Sunday, February 12, 2012

Wolverton Street Names VI

The Western Development from 1906

The Radcliffe Trust had been reluctant partners in the building of Wolverton and they quickly regretted the sale of land at the eastern edge of the estate. Indeed they were resolute in their position that no further land should be swallowed up by the new town from 1840-1860. This is why New Bradwell came into existence in the 1850s.

Gradually as we have seen they ceded more land to the expanding town and in the 20th century the Trust decided to act as property developers themselves. A block of land had already been reserved and built upon in 1896, when the new Boys School opened, and in 1906 a new Girls and Infants School opened fronting Aylesbury Street. These streets were now extended and new north-south streets were developed by the Trust and sold privately. These new streets were named after Trustees of the Radcliffe Trust.
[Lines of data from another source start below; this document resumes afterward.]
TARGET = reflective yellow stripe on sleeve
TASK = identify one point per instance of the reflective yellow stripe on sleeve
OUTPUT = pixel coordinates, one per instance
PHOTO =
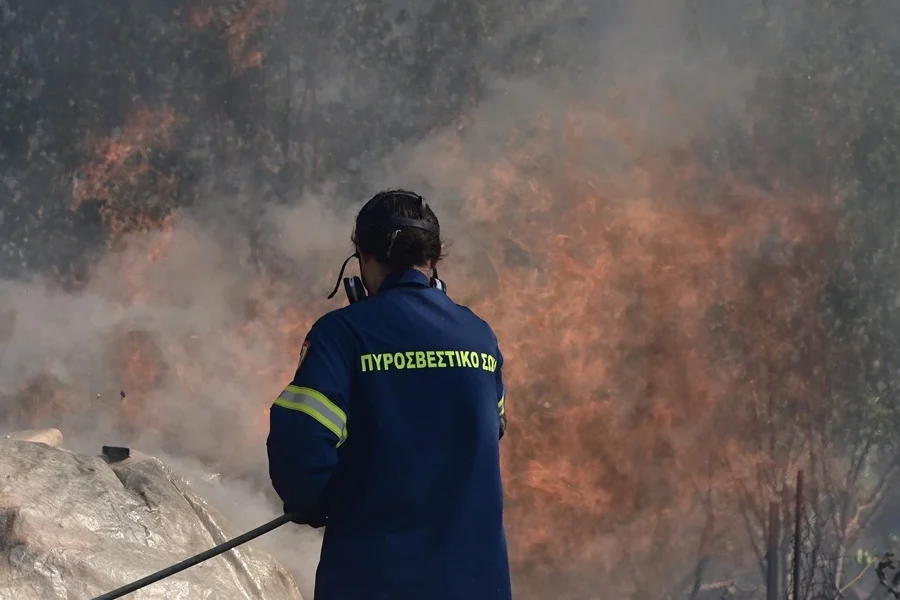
(317, 406)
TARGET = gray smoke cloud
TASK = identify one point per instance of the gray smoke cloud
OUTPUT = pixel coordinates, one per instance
(192, 298)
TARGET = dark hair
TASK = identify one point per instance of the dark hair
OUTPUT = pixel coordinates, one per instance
(399, 229)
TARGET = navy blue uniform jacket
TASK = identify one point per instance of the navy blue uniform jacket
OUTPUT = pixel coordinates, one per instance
(389, 437)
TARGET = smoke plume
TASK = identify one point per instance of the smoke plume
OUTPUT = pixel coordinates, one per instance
(660, 206)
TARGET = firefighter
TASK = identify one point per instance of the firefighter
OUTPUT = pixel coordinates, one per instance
(389, 434)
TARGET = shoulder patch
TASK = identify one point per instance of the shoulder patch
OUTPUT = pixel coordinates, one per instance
(304, 352)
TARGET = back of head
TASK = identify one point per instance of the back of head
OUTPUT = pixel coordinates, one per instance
(399, 230)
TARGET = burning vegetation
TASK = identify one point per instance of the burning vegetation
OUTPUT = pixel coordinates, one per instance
(691, 305)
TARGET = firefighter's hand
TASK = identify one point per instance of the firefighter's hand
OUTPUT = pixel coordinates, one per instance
(314, 518)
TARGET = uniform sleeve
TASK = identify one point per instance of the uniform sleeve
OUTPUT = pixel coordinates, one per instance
(501, 394)
(308, 422)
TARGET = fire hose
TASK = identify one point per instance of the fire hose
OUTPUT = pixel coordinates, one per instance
(197, 559)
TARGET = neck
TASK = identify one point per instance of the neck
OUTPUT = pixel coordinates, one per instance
(374, 280)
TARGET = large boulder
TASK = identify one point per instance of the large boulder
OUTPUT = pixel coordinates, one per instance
(73, 527)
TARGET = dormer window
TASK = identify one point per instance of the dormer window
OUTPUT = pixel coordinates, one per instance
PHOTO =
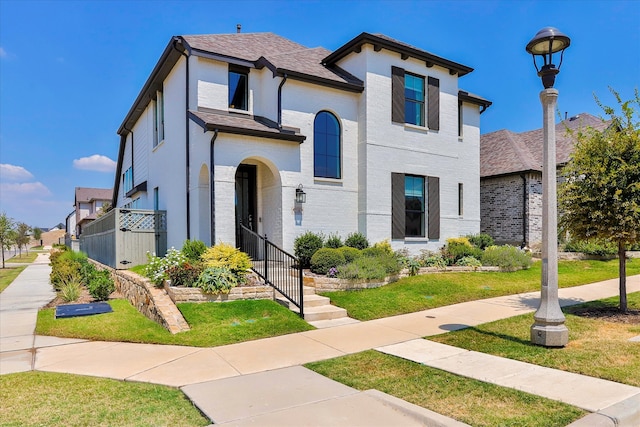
(238, 88)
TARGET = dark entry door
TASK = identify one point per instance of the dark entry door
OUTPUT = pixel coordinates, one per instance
(246, 197)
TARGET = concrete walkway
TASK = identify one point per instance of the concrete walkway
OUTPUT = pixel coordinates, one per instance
(262, 383)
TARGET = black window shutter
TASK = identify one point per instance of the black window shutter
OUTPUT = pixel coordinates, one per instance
(434, 207)
(397, 206)
(397, 95)
(433, 98)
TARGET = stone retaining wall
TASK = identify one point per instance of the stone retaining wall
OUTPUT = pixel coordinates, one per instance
(180, 294)
(329, 284)
(153, 302)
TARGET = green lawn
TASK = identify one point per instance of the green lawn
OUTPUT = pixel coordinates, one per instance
(8, 274)
(50, 399)
(212, 324)
(435, 290)
(467, 400)
(596, 347)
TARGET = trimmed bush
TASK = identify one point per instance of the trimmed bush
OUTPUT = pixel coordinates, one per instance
(185, 274)
(334, 241)
(100, 285)
(357, 240)
(480, 241)
(216, 280)
(193, 249)
(469, 261)
(226, 256)
(305, 245)
(508, 258)
(350, 253)
(325, 259)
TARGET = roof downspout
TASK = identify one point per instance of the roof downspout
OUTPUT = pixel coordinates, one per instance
(284, 79)
(524, 209)
(212, 188)
(186, 138)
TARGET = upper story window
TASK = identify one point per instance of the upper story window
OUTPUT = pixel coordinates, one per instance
(326, 146)
(412, 102)
(238, 88)
(414, 99)
(127, 180)
(158, 118)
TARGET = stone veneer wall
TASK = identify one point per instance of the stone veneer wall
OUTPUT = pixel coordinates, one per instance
(153, 302)
(179, 294)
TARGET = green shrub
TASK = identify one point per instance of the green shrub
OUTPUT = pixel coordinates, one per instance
(469, 261)
(156, 267)
(326, 258)
(350, 253)
(185, 274)
(357, 240)
(101, 285)
(216, 280)
(591, 247)
(226, 256)
(334, 241)
(458, 248)
(508, 258)
(70, 291)
(480, 241)
(193, 249)
(305, 245)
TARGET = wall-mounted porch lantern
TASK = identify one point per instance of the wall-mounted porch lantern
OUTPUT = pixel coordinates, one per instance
(301, 196)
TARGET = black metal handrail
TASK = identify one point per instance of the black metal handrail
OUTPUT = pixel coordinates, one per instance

Jersey Road was named after Victor Albert George Villiers, the 7th Earl of Jersey, who served as a trustee from 1884 to 1915.
Anson Road got its name from Sir William Reynell Anson, Bt. who was a trustee from 1888 to 1914.
Peel Road was named for Arthur Wellesley Peel, 1st Viscount Peel who served as a trustee for 36 years, from 1872 to 1908.
And Woburn Avenue was named for Herbrand Arthur Russell, 11th Duke of Bedford  who became a trustee in 1900 and retired in 1913. At that time Bedford Street (not named after the Duke of Bedford) was already taken, and there was a Russell Street in Stony Stratford, although that street was named after a Russell of humbler origins.

Each of these men came from well-established aristocratic families, which will give us some sense of the kind of people who were invited to become trustees. The Villiers family became prominent in the 17th century when one of their number became Duke of Buckingham. Viscount Peel was the fifth and youngest son of Sir Robert Peel who was one of the country's distinguished 19th century Prime Ministers until his death in 1850. He had also served as a Radcliffe Trustee from 1828 until his death. Family connections were strong in the Radcliffe Trust in those days. Viscount Peel's sister had married the 6th earl of Jersey and his fellow trustee, the 7th earl, was therefore his nephew. The Russells had become part of the establishment in the 16th century. They inherited Bloomsbury in London through marriage to one of the earl of Southampton's daughters and by the 19th century were enormously wealthy.  Anson's family rose to prominence in the early 19th century. He was a lawyer and distinguished jurist and, amongst other offices, was Vice Chancellor of Oxford University in 1888.

Had the line of Green Lane continued it would have cut through the southern blocks of Cambridge and Windsor Streets and rejoined itself beside the cemetery, but it looks as though someone decided to square off the angles that characterised the ends of Bedford and Oxford Streets and thus the extension of Green Lane became Western Road.